Effect: This is one of the biggest problems with healthcare.gov stability today. Only 40% of all healthcare.gov enrollees paid 12 premiums in a row in 2014-2016. Many of the rest are waiting until after they get sick and need lots of care or procedures to purchase coverage, which doesn’t work.
Rule: You know how when you make a payment on your phone plan each month, if you have an outstanding balance from the month before, your phone company applies your payment to that before crediting it to your bill for the new month? Makes sense to pay the oldest bill first, right?
Well, prior to the new rules, health insurance companies were not allowed to do the same thing with our customers. We couldn’t apply any premium collected for a new policy to the unpaid months from someone’s prior-year policy on healthcare.gov! As a result, people could rack up months of unpaid premiums, then start over in the new year and leave insurance companies on the hook for the unpaid bills. I dare you to try that with your phone or cable provider!
Starting with the upcoming Open Enrollment period, carriers can apply the money they take in for 2018 policy premiums toward back payments on premiums still unpaid from 2017 policies.
Effect: The new rule, with an abundance of common sense, encourages healthcare.gov members to pay their balance due before their new policies start. To be fair, carriers will also have to pay their customers’ medical claims for those months as soon as they pay their premiums.

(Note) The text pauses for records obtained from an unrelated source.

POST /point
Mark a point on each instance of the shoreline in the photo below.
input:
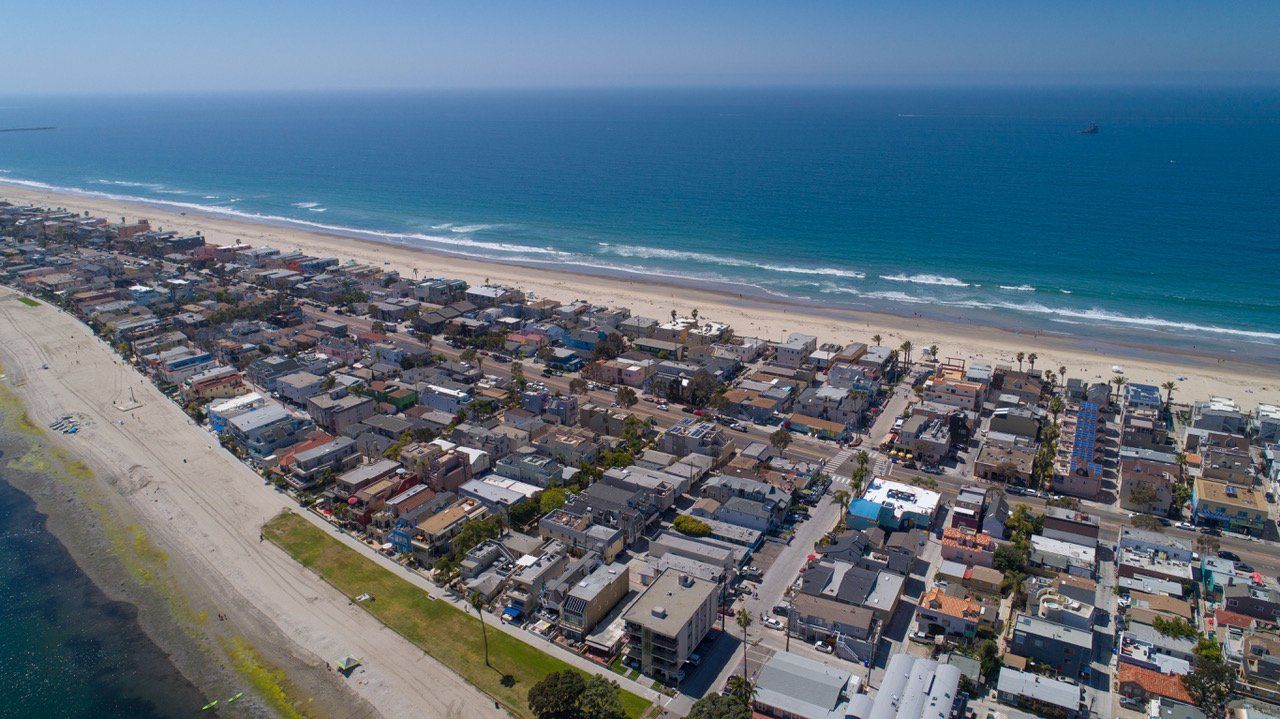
(193, 514)
(1206, 372)
(106, 540)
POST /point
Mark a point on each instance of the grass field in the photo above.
(444, 632)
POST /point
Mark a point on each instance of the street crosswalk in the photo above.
(835, 463)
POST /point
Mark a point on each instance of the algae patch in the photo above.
(272, 685)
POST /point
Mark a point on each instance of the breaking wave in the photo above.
(926, 279)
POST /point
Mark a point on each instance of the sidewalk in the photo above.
(490, 619)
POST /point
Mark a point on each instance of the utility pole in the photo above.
(791, 610)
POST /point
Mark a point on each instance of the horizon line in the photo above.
(1180, 83)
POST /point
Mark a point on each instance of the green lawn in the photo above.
(447, 633)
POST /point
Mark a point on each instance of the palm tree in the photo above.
(840, 498)
(476, 603)
(744, 619)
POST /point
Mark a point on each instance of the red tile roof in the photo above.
(1151, 682)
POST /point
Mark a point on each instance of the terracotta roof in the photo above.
(1228, 618)
(950, 605)
(968, 539)
(1151, 682)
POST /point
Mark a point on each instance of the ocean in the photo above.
(68, 650)
(974, 205)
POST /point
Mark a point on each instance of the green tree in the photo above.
(720, 706)
(700, 389)
(556, 695)
(780, 439)
(609, 347)
(690, 526)
(626, 397)
(1175, 627)
(551, 500)
(1210, 679)
(600, 700)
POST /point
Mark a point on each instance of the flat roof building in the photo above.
(668, 621)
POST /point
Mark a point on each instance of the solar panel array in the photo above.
(1084, 443)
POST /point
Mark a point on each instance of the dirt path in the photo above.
(204, 508)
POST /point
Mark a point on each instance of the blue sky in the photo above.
(158, 45)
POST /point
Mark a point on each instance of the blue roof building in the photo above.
(864, 514)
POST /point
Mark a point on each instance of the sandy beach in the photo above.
(202, 509)
(1205, 374)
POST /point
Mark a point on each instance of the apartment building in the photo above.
(667, 622)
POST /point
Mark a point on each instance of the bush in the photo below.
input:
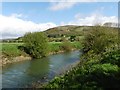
(67, 46)
(100, 39)
(36, 44)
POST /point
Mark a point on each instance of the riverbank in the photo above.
(11, 53)
(61, 73)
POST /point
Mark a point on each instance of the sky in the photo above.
(18, 18)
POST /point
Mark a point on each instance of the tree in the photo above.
(36, 44)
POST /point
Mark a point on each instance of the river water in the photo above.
(24, 73)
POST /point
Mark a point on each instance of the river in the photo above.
(24, 73)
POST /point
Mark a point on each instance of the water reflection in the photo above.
(20, 74)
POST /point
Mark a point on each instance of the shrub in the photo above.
(100, 39)
(36, 44)
(67, 46)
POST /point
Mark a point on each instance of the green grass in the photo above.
(11, 49)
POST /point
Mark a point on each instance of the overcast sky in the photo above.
(21, 17)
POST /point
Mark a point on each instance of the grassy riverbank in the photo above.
(11, 51)
(99, 67)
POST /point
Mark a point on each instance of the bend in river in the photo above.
(20, 74)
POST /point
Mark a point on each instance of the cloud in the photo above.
(61, 5)
(13, 27)
(92, 19)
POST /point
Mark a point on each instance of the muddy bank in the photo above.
(4, 60)
(7, 60)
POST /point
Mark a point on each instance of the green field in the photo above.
(11, 49)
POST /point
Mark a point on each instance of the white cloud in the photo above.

There are also some technical changes to the regulations that give health plans more flexibility in benefit designs for individuals and small groups. So you are likely to see more product offerings at more price points (higher and lower) over the next year or two. That’s welcome relief to half of our individual market customers, who don’t get federal assistance to pay their premiums or cost sharing.
I’m encouraged to report that the federal government is quietly trying to stabilize healthcare.gov, at least in the short run, and I for one am very pleased to see solutions we’ve been recommending start taking effect.
Now, if we could just get those Cost Sharing Reductions funded…
That’s Straight Talk for now. More to follow!